# 10/22 trigger



## goosefever (Feb 3, 2008)

Is there anything other than replacing the trigger assembly that can be done to lighten the trigger pull? I want a lighter trigger, but don't know about spending 2 or 3 hundred bucks.


----------



## Loke (Sep 7, 2007)

http://www.midwayusa.com/Search/#10%2F2 ... -4_8-16-32


----------



## Gee LeDouche (Sep 21, 2007)

replacing the Hammer and Sear will do wonders for your trigger pull. if you replace both of those I bet you would be around a 4 pound trigger pull.


----------



## Moostickles (Mar 11, 2010)

You can disassemble the trigger assembly and polish all of the pieces at their rubbing/contact points, then clip *small* sections of the spring until it fits your liking. It does wonders! I did that to mine about 8 years ago and it is by far the best trigger I have out of all my firearms. Smooth, crisp, and very light.

You could try that before buying a whole new assembly. The worst that can happen is you will ruin that one and have to buy a new one (which you are thinking of anyways)...


----------



## Bax* (Dec 14, 2008)

Almost every gun I own has had a trigger job done to it. And contrary to popular belief, it does not cost $200 or more. I think the most expensive one I had done was because I bought a Rifle Basix trigger ($90) but my gunsmith usually has them done for me for roughly $50. No creep, no over travel, set to about 2lbs...

If you would like me to get you in touch with him, shoot me a PM

One other option is in the link below. I have never used this, but it seems like it would help
http://www.cabelas.com/cabelas/en/templ ... m23&Go.x=0


----------



## Frisco Pete (Sep 22, 2007)

I understand that the newest 10/22s with the poly trigger can be really bad. The older aluminum housed one probably could be re-worked, but I understand that the newer poly ones are best served with a minimum of a hammer and maybe sear replacement. It is not that expensive - check Midway, Brownell's, etc.

That Cabela's gadget is really bizarre :roll: I think I would rather buy a new comp hammer.


----------



## Huge29 (Sep 17, 2007)

Gee LeDouche said:


> replacing the Hammer and Sear will do wonders for your trigger pull. if you replace both of those I bet you would be around a 4 pound trigger pull.

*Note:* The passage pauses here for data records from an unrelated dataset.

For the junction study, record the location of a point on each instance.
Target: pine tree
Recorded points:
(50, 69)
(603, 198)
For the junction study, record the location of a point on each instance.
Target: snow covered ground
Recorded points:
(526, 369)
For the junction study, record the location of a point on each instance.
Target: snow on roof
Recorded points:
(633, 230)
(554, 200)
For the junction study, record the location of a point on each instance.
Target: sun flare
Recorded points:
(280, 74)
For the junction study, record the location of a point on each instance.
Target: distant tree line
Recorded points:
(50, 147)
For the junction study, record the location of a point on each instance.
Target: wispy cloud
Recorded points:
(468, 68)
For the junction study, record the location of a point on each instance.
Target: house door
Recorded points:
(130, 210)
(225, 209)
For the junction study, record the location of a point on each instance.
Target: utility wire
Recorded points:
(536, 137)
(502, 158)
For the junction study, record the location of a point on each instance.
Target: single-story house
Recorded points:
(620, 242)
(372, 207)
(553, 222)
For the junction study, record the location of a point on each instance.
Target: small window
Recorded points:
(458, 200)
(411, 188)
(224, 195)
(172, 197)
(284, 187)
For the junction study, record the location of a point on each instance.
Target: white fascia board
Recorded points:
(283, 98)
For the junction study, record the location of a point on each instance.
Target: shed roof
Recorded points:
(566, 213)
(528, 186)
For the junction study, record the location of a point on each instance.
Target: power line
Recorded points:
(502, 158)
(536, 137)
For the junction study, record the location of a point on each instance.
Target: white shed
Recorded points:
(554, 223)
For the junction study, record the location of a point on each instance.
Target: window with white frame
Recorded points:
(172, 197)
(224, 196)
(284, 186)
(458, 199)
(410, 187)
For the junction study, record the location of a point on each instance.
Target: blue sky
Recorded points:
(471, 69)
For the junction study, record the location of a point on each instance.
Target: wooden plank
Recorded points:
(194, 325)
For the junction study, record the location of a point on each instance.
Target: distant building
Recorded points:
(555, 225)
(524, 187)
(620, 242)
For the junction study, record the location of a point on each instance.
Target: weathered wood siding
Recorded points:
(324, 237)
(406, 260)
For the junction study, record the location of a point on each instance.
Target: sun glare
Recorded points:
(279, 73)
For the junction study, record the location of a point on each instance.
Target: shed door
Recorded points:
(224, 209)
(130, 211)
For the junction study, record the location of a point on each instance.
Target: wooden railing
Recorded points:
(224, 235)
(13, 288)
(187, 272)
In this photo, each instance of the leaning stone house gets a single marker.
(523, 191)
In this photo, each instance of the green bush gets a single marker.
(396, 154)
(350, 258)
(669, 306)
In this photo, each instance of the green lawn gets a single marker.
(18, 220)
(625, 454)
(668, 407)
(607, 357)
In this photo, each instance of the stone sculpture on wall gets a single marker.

If I remember correctly you won both the Inaugural and the last International UWN NHS invitational rifle shooting contest with your 10/22 two years back; is that what you had done on the winning 10/22 or is this just a more economical alternative according to the original post?


----------



## goosefever (Feb 3, 2008)

Ended up buying a new hammer and will polish the parts when it gets put in.


----------



## Gee LeDouche (Sep 21, 2007)

Huge29 said:


> Gee LeDouche said:
> 
> 
> > replacing the Hammer and Sear will do wonders for your trigger pull. if you replace both of those I bet you would be around a 4 pound trigger pull.
> ...


No no.. I dumped WAY to much money into my custom set up. I put every Volquartsen part I could get my hands on in my reciever and trigger group including a complete CNC machined competition bolt, titanium firing pin, plunger, extractor, buffer, match grade hammer and sear, CNC machined reciever, extractor spring, polished hammer strut, and of course the auto bolt release and extended mag release all put into a laminated Boyds thumbhole stock. then I had all the smithing done by a gentleman named bob evans out in the layton area. he does absolutely top notch work. he floated the barrel and trued and floated the action for me and it is an absolute tack driver. (after a grand+ of work it should be. lol) in hind sight I think I would have done things a LOT different. I wouldnt have spent so danged much money on such a customized 22. lol. cuz after all, its still just a 22. The gun itself is much more accurate than I could ever be. but its still a fun setup. when I get out and shoot some more groups I'll post up pics again this summer..


----------